City's lucrative speed camera program dogged by problems

Tickets cost drivers millions of dollars, but questions surround the effectiveness – and the evidence

  • Early morning traffic passes the North bound speed camera on Caton Avenue. Traffic that comes off of Interstate 95 heading north on Caton Avenue is immediately faced with a speed camera.
Early morning traffic passes the North bound speed camera on… (Christopher T. Assaf, Baltimore…)
November 18, 2012|By Scott Calvert and Luke Broadwater | The Baltimore Sun

The tractor-trailer hit 70 mph as it passed the Poly-Western high school campus on Cold Spring Lane, barreling down a turn lane at twice the legal speed limit. Or so the $40 citation claimed. Just before Falls Road, a pole-mounted speed camera clocked the truck with radar and snapped some pictures. A ticket soon went out in the mail.

On paper it seemed like just the kind of blatant, dangerous school-zone speeding violation that the ubiquitous enforcement cameras are designed to catch and deter.

Except the truck wasn't going 70 mph that September morning — or even fast enough to get a ticket, The Baltimore Sun determined after examining the camera's time-stamped photos and measuring how far the vehicle traveled. Simple math proves the automated camera was off the mark.

The camera had been misfiring for months, in fact. And city officials knew it.

Going back to last winter, the truck's owner got three other tickets from the same camera, and in each case the camera's own photos show the citations were wrong. Other truck companies report similar complaints: Same camera, same issue.

According to records obtained and reviewed by The Sun, the city government and its speed camera contractor discussed problems with that camera as far back as February, yet the device continued churning out thousands of speeding tickets.

"To put it in simple terms, it's not fair," said Michael Weiss, chief financial officer of the Naron Mary Sue Candy Co., whose trucks have gotten four tickets that photo evidence shows were inaccurate. "Nobody likes to get a ticket for something they didn't do, whether it's jaywalking or spitting on the sidewalk or speeding."

Since 2009, automated cameras aimed at nabbing and fining speeders have proliferated across Maryland, pumping out more than 2.5 million tickets in and around Baltimore and yielding more than $70 million in fines paid by motorists. The state government and Baltimore and Howard counties all operate speed cameras in the area, but Baltimore City's program has expanded to become one of North America's largest, with 83 cameras and more than $19 million in annual revenue.

When the city announced recently that it took in $4 million more than expected from speed cameras last year, Mayor Stephanie Rawlings-Blake told drivers to simply obey the law if they don't like them. The tickets, she said, amount to a "minor inconvenience."

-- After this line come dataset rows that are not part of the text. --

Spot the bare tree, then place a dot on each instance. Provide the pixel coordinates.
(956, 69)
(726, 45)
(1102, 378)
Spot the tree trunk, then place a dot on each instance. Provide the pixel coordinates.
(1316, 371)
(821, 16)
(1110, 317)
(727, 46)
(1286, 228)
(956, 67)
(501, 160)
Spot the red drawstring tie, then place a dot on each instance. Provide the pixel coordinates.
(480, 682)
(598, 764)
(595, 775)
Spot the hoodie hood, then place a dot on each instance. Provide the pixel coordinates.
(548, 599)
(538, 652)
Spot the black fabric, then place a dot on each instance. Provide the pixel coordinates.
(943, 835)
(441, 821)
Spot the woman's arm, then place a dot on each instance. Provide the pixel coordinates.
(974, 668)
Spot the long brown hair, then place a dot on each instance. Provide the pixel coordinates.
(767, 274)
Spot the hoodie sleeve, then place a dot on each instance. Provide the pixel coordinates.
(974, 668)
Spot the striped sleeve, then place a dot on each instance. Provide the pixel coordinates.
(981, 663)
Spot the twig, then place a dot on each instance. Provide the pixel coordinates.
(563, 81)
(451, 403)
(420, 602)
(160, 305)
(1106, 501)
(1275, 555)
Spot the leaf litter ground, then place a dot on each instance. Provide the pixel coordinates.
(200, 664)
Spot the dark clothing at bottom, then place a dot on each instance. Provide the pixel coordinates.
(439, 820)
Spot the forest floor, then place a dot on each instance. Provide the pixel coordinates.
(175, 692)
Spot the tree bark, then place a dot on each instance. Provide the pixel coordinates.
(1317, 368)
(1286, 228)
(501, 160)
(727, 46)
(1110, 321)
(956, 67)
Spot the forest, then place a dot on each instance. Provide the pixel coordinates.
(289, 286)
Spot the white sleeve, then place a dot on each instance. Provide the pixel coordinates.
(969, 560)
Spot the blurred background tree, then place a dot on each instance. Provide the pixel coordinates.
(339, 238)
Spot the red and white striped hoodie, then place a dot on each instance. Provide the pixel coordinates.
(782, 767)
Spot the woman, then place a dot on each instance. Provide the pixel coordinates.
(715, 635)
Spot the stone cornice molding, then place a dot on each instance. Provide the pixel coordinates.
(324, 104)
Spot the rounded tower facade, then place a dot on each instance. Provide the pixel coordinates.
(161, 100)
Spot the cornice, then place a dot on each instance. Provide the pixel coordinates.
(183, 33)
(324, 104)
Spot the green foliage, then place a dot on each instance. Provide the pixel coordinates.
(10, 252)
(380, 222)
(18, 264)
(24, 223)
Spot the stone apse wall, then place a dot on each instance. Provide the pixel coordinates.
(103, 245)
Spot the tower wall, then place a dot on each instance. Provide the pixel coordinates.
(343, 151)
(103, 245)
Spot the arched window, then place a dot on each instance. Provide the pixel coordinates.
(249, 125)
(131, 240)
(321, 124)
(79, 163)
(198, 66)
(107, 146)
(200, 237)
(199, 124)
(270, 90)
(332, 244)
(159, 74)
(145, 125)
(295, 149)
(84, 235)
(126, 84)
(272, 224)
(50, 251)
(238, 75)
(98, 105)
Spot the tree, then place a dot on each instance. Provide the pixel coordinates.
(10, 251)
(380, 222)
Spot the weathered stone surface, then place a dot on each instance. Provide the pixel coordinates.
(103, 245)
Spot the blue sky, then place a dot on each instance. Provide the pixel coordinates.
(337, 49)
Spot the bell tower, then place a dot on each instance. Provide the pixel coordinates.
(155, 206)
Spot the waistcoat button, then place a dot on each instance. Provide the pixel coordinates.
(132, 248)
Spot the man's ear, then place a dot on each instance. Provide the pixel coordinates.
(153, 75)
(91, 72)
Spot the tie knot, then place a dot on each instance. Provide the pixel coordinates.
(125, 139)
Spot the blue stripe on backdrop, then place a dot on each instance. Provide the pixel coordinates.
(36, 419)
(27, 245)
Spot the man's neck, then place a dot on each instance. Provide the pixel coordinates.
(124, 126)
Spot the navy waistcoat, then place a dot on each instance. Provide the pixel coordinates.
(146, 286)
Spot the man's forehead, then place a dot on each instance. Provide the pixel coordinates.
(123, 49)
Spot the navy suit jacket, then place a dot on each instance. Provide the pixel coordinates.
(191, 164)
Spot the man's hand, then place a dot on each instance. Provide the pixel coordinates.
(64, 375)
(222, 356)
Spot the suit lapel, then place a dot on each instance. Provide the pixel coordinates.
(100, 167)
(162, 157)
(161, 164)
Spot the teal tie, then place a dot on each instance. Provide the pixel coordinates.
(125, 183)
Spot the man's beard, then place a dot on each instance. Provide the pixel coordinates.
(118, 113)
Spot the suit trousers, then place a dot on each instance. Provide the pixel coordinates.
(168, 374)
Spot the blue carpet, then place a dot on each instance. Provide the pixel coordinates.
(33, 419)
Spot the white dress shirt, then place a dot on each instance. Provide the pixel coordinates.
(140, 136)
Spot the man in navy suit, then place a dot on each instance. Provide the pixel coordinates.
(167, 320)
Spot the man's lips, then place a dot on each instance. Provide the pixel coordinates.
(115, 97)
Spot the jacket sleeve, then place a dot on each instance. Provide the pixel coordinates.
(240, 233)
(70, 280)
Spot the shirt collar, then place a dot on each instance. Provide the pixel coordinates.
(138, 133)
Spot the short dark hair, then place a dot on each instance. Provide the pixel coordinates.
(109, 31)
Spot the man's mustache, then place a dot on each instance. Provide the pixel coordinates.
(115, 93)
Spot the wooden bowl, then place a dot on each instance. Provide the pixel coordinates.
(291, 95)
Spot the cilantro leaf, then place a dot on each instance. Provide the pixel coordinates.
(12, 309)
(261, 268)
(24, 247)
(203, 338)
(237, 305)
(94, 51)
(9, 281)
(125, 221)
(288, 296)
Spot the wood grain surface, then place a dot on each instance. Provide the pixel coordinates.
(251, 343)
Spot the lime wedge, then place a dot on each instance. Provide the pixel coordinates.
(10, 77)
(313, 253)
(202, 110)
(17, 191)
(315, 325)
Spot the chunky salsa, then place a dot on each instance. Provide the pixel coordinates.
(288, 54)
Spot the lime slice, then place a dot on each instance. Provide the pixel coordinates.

They can also be inaccurate and the process unfair, The Sun found in an investigation that focused on the city's program but which also analyzed automated speeding tickets issued around the region.

While the city reaps millions from motorists who believe their only practical option is to pay up, the evidence used to issue speed camera tickets is not nearly as unimpeachable as many drivers and lawmakers think, The Sun found. Even some city District Court judges criticize the program.

In addition, city officials have put cameras in locations that flout state guidelines calling for placement near schools, and while they deny any violations of the law, they recently shut down five of the devices after being challenged about their compliance. Together those five cameras have generated 110,000 tickets.

Far more lucrative than city officials envisioned, Baltimore's speed camera system also suffers from spotty government oversight and poor record-keeping — and the data is mixed on whether the cameras have indeed made roads safer and resulted in fewer injuries.

Among The Sun's findings:

  • Tickets routinely fail to hold up in court in the city because of glitches in the data, the government's inability to produce evidence, the failure by police to weed out bad citations or obvious instances of motorists being wrongly accused.
     
  • Nearly 6,000 tickets have been deemed erroneous by the city because cameras were programmed with the incorrect speed limit or location address, or the equipment malfunctioned, resulting in several hundred thousand dollars in refunds and forgiven fines.
     
  • Baltimore has grown increasingly reliant on a private contractor for speeding enforcement, and for months government officials could not say how many tickets had been issued on the city's behalf.
     
  • While vehicle owners are mailed pictures that purport to show them speeding by at least 12 mph, the citations don't mention that most cameras in the city also record video — and that those videos can exonerate drivers in court.
     
  • Traditional police-officer enforcement has dropped since cameras were installed, yet more than 170,000 vehicles on area roads have been ticketed by the cameras enough times that those drivers' licenses could have been suspended if the citations hadn't been issued by a machine.

There also is little question that speed cameras have caught many thousands of drivers who were exceeding the speed limit on Baltimore-area roads. City officials say the cameras have slowed drivers and made roads safer.